2008年は、実は“お絵かき”の年だった
いきなりですが、新年早々ビックリしたことがありました。老舗サブカルチャー雑誌「スタジオボイス」の新年売り号が「視覚コミュニケーションの新次元!!」と題して、YouTubeとニコニコ動画を特集していたのです。昨年末にはマガジンハウスのBRUTUSでYouTube特集もやっていましたし、ここ数年、躍進を続ける動画共有サイトが文化の面でも市民権を得てきたということの象徴ではないでしょうか。
一方で、ネットで動画共有の次にくる波はなんでしょうか? 2008年を振り返ってみると、実は「お絵かき」の年だったと言えるのではないでしょうか。2007年後半にサービスインしたイラスト系SNS「pixiv」が成長を続けている中、「手書きブログ」や「こくばん.in」といった新しいサービスも次々とブレイクしました。pixivもまた「drawr」というお絵かきサービスを立ち上げています。

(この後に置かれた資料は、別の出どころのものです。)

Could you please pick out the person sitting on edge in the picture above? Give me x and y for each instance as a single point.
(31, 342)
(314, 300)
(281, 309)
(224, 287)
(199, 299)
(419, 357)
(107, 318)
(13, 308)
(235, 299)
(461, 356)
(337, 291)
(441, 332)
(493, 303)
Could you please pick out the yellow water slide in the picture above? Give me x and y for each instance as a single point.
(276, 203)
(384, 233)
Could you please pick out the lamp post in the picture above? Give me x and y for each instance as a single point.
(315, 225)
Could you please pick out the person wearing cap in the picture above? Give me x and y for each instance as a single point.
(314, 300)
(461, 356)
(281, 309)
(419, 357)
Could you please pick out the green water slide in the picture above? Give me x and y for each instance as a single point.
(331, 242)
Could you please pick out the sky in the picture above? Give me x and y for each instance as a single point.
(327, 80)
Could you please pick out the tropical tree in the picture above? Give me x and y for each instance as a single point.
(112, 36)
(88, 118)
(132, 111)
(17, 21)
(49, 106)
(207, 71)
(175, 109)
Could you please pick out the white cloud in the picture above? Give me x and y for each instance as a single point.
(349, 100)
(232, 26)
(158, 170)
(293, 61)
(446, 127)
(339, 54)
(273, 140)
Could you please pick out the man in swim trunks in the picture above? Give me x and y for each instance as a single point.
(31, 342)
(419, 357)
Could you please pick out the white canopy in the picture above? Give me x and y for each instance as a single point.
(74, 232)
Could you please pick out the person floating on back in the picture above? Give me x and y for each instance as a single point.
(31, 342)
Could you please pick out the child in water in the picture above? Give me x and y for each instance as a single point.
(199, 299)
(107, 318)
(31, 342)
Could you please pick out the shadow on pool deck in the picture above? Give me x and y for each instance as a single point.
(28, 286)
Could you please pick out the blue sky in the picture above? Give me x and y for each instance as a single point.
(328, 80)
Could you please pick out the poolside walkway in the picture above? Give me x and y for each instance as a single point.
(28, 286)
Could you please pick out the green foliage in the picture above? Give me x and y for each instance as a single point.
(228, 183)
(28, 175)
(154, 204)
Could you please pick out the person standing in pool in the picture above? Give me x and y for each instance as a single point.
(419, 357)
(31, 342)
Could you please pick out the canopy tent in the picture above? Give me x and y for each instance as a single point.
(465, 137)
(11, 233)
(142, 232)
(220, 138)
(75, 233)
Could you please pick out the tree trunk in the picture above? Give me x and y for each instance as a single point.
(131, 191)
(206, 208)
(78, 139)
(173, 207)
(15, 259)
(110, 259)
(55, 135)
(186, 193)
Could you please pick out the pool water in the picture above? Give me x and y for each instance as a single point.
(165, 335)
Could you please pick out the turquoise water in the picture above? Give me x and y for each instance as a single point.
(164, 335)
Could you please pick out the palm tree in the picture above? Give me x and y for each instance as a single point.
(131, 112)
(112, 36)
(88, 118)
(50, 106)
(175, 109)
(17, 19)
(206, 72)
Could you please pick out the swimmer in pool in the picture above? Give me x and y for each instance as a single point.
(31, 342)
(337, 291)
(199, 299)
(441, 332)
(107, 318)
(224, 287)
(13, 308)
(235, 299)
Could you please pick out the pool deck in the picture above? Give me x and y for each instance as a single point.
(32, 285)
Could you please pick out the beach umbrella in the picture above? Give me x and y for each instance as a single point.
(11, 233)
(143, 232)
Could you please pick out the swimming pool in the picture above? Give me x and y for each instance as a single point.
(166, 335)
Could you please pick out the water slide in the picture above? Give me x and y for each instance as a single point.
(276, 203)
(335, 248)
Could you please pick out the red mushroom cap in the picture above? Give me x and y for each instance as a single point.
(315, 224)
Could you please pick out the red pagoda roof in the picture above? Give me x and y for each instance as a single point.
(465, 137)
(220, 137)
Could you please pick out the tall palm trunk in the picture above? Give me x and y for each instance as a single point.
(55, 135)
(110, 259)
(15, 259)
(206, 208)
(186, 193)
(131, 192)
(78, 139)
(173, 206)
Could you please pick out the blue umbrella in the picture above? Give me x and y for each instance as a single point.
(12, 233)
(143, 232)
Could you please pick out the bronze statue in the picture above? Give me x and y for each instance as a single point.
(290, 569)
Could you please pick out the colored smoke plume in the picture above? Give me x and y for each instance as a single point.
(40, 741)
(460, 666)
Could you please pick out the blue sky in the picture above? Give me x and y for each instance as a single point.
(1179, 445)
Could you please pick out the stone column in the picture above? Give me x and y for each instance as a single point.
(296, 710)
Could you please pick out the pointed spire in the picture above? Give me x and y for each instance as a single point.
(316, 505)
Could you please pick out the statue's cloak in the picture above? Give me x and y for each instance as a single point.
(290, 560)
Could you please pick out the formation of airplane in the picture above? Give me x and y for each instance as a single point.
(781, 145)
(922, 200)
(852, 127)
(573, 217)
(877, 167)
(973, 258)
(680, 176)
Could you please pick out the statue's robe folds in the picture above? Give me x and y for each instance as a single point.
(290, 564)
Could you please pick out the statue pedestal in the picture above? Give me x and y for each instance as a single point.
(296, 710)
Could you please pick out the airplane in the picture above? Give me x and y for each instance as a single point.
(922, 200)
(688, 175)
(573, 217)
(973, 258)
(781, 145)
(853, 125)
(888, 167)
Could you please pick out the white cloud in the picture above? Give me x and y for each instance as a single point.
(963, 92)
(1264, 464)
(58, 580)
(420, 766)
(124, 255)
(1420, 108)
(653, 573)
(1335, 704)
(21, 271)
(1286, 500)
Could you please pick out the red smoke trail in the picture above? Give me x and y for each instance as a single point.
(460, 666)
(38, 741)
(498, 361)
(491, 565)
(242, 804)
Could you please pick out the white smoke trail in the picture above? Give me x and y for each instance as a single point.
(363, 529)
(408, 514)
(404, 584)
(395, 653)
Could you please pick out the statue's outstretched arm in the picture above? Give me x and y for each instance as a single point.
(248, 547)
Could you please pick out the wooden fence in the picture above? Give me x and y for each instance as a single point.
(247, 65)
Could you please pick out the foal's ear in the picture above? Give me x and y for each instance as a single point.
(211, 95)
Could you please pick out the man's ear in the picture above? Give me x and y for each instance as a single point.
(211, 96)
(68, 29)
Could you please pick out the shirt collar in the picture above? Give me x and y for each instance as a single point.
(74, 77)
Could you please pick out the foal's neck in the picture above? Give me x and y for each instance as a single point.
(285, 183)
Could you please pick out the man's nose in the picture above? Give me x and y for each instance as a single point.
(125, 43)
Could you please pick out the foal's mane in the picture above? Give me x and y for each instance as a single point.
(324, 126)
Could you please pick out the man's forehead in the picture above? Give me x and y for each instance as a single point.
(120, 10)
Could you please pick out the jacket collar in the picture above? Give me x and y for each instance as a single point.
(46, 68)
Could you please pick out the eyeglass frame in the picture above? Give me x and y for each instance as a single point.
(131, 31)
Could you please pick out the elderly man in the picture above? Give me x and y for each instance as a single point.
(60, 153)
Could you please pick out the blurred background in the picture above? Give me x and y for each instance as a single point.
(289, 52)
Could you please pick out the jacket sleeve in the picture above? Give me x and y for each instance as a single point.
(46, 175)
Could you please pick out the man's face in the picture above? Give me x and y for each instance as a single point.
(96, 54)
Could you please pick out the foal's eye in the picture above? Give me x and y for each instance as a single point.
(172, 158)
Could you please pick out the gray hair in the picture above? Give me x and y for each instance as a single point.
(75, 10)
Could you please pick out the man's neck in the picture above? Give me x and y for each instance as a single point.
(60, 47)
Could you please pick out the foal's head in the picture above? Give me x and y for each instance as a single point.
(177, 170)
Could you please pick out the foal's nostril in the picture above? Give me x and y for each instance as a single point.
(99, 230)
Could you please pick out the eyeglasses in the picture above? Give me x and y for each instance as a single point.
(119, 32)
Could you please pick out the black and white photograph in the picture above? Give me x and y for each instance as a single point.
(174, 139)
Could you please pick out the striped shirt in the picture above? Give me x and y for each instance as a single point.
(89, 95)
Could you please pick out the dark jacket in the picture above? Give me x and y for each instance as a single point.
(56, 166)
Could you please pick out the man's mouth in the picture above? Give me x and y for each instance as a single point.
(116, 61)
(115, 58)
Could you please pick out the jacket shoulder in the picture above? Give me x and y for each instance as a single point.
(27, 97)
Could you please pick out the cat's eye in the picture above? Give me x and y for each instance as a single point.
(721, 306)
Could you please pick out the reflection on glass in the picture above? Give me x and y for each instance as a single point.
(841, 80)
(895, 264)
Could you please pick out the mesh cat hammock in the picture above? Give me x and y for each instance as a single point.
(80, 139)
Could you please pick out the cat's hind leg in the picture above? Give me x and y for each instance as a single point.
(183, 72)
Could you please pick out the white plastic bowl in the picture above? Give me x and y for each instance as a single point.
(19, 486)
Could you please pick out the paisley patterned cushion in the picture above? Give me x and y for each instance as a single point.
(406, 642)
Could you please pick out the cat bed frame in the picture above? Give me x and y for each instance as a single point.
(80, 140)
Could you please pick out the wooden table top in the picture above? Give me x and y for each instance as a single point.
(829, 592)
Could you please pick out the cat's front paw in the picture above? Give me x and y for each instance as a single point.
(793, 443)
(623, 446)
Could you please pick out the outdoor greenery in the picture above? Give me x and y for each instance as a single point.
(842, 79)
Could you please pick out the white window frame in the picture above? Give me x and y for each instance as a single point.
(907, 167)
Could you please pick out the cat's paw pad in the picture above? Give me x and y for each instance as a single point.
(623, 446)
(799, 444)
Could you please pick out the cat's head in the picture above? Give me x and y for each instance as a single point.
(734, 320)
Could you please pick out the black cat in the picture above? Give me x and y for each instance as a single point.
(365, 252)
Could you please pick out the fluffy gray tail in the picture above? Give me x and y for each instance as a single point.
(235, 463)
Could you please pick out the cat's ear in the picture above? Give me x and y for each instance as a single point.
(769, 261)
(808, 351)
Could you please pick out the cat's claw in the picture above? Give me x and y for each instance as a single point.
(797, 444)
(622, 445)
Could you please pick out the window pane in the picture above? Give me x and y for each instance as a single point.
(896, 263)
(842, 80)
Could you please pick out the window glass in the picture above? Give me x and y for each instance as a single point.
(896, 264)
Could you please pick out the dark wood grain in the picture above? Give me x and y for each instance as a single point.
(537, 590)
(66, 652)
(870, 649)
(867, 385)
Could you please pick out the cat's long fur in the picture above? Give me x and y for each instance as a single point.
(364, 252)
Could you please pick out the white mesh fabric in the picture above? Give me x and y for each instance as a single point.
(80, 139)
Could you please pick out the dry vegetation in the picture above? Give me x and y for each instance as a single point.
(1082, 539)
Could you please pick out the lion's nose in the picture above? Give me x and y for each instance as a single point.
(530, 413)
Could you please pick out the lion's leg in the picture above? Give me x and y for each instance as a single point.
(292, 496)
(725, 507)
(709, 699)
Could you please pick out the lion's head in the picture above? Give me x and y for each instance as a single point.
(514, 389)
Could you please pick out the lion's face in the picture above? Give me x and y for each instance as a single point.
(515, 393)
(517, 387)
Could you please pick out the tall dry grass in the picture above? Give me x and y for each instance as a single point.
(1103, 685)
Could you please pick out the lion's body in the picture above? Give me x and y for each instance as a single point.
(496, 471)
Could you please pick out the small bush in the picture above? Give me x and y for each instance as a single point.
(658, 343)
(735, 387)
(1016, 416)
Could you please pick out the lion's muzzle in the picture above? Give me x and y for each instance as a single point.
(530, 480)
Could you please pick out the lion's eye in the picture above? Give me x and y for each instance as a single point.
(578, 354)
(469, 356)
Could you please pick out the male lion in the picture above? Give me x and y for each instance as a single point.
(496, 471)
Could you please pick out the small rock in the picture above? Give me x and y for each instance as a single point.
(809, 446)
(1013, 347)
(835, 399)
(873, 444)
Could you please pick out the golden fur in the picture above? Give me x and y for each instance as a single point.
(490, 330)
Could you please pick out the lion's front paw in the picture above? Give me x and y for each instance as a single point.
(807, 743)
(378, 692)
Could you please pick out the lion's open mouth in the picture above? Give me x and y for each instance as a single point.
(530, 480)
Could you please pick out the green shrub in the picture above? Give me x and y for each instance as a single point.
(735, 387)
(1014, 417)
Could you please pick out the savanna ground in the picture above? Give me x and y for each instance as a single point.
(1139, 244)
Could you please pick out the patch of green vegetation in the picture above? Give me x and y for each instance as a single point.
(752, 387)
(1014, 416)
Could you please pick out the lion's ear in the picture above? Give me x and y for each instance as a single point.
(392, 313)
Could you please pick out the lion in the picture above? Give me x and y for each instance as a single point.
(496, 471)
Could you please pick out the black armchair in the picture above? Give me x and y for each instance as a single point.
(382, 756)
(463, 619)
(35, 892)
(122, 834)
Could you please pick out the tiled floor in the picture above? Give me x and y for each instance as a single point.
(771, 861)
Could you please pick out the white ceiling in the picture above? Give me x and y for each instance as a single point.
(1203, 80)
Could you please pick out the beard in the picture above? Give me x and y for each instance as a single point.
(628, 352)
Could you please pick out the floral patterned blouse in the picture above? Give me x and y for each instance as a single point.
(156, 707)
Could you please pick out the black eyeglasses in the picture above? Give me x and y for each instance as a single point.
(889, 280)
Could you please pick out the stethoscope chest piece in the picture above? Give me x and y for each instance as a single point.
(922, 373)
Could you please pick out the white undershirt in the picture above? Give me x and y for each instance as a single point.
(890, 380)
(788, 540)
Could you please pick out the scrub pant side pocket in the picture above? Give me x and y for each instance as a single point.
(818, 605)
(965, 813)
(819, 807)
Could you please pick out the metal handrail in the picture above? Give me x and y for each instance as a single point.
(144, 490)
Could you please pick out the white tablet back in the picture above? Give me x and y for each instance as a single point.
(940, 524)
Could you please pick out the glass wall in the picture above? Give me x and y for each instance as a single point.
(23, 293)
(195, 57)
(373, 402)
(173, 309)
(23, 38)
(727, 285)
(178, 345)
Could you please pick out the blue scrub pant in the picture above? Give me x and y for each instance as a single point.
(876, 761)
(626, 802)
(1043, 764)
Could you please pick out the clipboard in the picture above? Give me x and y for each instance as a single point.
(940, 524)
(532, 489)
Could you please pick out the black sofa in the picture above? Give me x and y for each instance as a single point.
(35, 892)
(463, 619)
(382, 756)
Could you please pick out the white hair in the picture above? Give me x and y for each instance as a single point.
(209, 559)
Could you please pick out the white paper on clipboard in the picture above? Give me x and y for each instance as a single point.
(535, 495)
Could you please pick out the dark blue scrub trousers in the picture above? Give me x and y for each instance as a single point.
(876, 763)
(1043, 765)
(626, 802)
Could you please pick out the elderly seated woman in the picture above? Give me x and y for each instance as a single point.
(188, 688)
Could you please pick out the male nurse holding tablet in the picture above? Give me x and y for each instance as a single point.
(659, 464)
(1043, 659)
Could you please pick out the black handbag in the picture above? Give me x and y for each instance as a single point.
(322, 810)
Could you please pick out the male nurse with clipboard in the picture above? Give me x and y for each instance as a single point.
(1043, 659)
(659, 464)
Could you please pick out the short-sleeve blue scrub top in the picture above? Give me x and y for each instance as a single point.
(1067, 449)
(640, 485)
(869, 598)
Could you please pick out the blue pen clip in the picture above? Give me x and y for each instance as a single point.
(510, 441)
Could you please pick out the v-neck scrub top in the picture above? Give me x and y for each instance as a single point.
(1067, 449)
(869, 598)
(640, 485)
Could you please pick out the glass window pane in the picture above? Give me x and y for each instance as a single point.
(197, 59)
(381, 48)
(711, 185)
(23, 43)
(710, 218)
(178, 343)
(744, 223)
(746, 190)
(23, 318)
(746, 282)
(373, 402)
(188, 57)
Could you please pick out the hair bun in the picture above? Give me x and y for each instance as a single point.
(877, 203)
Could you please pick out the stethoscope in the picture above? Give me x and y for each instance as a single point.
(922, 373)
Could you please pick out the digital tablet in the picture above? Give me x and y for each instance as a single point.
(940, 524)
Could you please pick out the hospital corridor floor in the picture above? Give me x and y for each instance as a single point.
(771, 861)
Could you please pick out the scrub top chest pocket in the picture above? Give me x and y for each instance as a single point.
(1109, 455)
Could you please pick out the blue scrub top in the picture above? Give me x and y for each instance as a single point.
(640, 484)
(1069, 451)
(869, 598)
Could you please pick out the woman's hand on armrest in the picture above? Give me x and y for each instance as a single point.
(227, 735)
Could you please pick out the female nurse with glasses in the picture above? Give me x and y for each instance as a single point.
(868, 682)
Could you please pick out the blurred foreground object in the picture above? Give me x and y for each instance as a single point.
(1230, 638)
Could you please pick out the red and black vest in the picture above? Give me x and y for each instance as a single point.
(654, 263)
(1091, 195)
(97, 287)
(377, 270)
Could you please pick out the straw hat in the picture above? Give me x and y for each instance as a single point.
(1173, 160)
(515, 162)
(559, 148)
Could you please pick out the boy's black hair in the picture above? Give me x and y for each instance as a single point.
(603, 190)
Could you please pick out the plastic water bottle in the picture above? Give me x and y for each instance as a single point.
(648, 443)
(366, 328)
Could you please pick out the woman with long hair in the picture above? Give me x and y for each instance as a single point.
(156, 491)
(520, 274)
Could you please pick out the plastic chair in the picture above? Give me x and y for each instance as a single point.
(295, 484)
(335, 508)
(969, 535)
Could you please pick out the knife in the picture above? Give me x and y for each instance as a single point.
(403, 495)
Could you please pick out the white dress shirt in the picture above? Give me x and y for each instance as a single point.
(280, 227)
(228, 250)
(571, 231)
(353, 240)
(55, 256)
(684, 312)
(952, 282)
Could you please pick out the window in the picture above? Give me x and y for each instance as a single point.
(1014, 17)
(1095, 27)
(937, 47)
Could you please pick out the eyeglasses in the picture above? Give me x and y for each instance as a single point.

手書きブログ、こくばん.in、drawrがそれまでのイラスト掲示板などと大きく違うところは、PCで描いたイラストをアップロードするのではなく、ブラウザのインターフェイスで直接にイラストを描いて、そのまま公開してしまうところです。そういったサイトはこれまでもありましたが、ここまでまとまってブレイクしたのには何かタイミングがあるのではないでしょうか。
ひとつ考えられるのは、インターネット利用者層の広がりです。ブログのようなテキストベースのソーシャルメディアを利用する技術系成人男子を中心とした層だけでなく、性別や年齢層も広く小中学生までを含むような人たちがネットで何か表現しようとしたときに、授業中にノートに書いて楽しんだ“落書き”(≒お絵かき)のような雰囲気がフィットしたと言えるでしょう。
また、テキスト系でなくマルチメディア系(画像・動画・音声)でのUGC(ユーザー・ジェネレイテッド・コンテンツ)の視点から見ると、先に書いたようにYouTubeやニコニコ動画がすでにブレイクしています。そこで話題になっているMAD動画などは、やはりまだ誰でもが作り手になっているというわけではないようですが、お絵かき系では幅広いユーザーが手軽に作り手として参加している(イラストが得意でない人は手書き文字で)という敷居の低さも特徴でしょう。
一方、テクノロジーの視点からとらえると、Flashアプリケーションが広く使われるようになってきたことや、マシンパワーおよびブロードバンドネットワークの向上なども考えられるでしょう。理由挙げるとキリがないので、理屈はこのぐらいにして、サービスを見ていくことにしましょう。